Projet de thèse en HISTOIRE spécialité Histoire contemporaine

Sous la direction de Jean-François Muracciole.

Thèses en préparation à Montpellier 3 , dans le cadre de Langues, Littératures, Cultures, Civilisations , en partenariat avec CRISES - Centre de Recherches Interdisciplinaires en Sciences Humaines et Sociales (laboratoire) depuis le 01-09-2017 .


  • Résumé

    L'expression « Question de Palestine » désigne pendant la seconde guerre l'ensemble des questions posées par la cohabitation des populations juive et arabe et la garde des Lieux Saints dans la Palestine sous mandat britannique et dans la perspective de la fin du mandat.
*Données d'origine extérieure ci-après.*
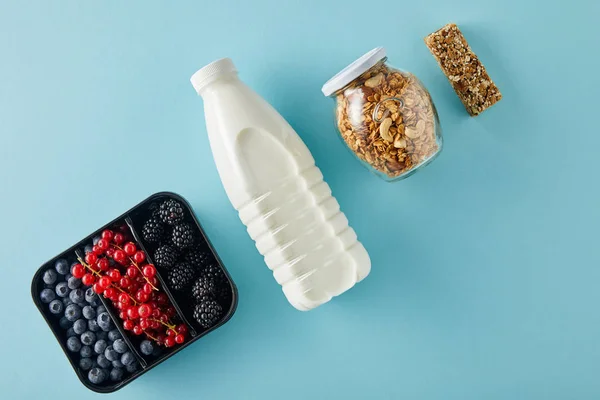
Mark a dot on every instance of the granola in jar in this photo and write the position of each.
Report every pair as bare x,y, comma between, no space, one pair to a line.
385,116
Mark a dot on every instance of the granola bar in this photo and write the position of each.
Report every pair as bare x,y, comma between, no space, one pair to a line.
463,69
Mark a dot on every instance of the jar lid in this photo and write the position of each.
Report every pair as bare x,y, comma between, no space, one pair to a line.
353,71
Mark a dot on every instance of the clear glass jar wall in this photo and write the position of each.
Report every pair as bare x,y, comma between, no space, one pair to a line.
388,120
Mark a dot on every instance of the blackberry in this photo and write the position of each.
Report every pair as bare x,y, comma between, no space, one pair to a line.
204,286
207,312
199,258
181,276
183,236
153,230
165,256
171,212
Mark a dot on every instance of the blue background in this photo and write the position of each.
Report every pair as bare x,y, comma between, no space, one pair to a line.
485,264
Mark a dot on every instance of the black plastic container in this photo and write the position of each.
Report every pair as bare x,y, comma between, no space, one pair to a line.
133,219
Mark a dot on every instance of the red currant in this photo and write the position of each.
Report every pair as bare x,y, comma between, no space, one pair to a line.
110,292
107,234
139,257
78,271
97,288
130,248
103,264
125,282
128,324
88,279
162,298
104,282
114,275
144,323
144,311
141,296
91,258
132,271
103,244
124,298
119,238
147,288
119,256
149,271
181,328
132,312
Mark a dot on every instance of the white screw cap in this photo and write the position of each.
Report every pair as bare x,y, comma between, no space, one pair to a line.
209,73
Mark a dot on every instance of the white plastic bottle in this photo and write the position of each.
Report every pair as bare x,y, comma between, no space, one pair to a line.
271,179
Dès l'été 1940 et jusqu'à son retrait volontaire le 20 janvier 1946, le général de Gaulle s'est trouvé confronté à la Question de Palestine sans toujours en avoir conscience et sans toujours disposer des éléments d'analyse nécessaires à l'appréhension de cette question complexe qu'il considère avant tout comme une affaire intérieure britannique. Le général de Gaulle et son entourage agissent donc sous la pression des événements, s'en tenant à quelques principes « simples » alors que la situation ne cesse de gagner en complexité avec l'installation de la France Libre au Levant, en juillet 1941 et la libération de l'Afrique du Nord. Dans le même temps la découverte par les Alliés de l'ampleur des persécutions dont les populations juives d'Europe sont les victimes induit une évolution des esprits et la perspective de l'après-guerre donne à cette Question un caractère international plus marqué. S'il est difficile de parler pendant la guerre d'une politique gaullienne vis-à-vis de la Question de Palestine, l'on peut parler en revanche d'un apprentissage de la Question de Palestine par de Gaulle, mais aussi par un certain nombre de personnalités ou d'agents anonymes qui ont rejoint le mouvement. Cet apprentissage, dont les modalités contribueront à marquer durablement la perception de la Question de Palestine au sein des élites françaises renouvelées par la guerre, constituera l'objet de cette étude.

  • Titre traduit

    Free France, de Gaulle and the Palestine Question. June 18th 1940- January 20th 1946.


  • Résumé

    During World War II the phrase 'The Palestine Question' meant all the issues raised by the co-existence of Jewish and Arab populations and the keeping of the Holy Places in Palestine under British mandate, bearing in mind the end of the mandate. As early as the summer of 1940 until he decided to withdraw on January 20th 1946, General de Gaulle found himself facing the Palestine Question without always having the necessary analytical elements needed to understand this complex question which he saw first and foremost as an essentially British domestic matter. As a consequence, General de Gaulle and his entourage acted under the pressure of events, sticking to a few 'simple' elements whereas the situation kept growing ever more complex with the arrival of Free France in the Levant in July 1941 and the liberation of North Africa. At the same time, the discovery by the Allies of the extent of the persecutions endured by the Jewish populations in Europe had brought about a change in people's minds and the post-war's prospects gave this question a more pronounced international character. Although it is difficult to speak of a de Gaullian policy regarding the Palestine Question during the war, nevertheless one can speak of an initiation into the Palestine Question for de Gaulle, but also for a number of personalities or anonymous agents who had joined the movement. This study will deal with this initiation whose features were to have a long-lasting impact on the understanding of the Palestine Question by the French élite renewed by the war.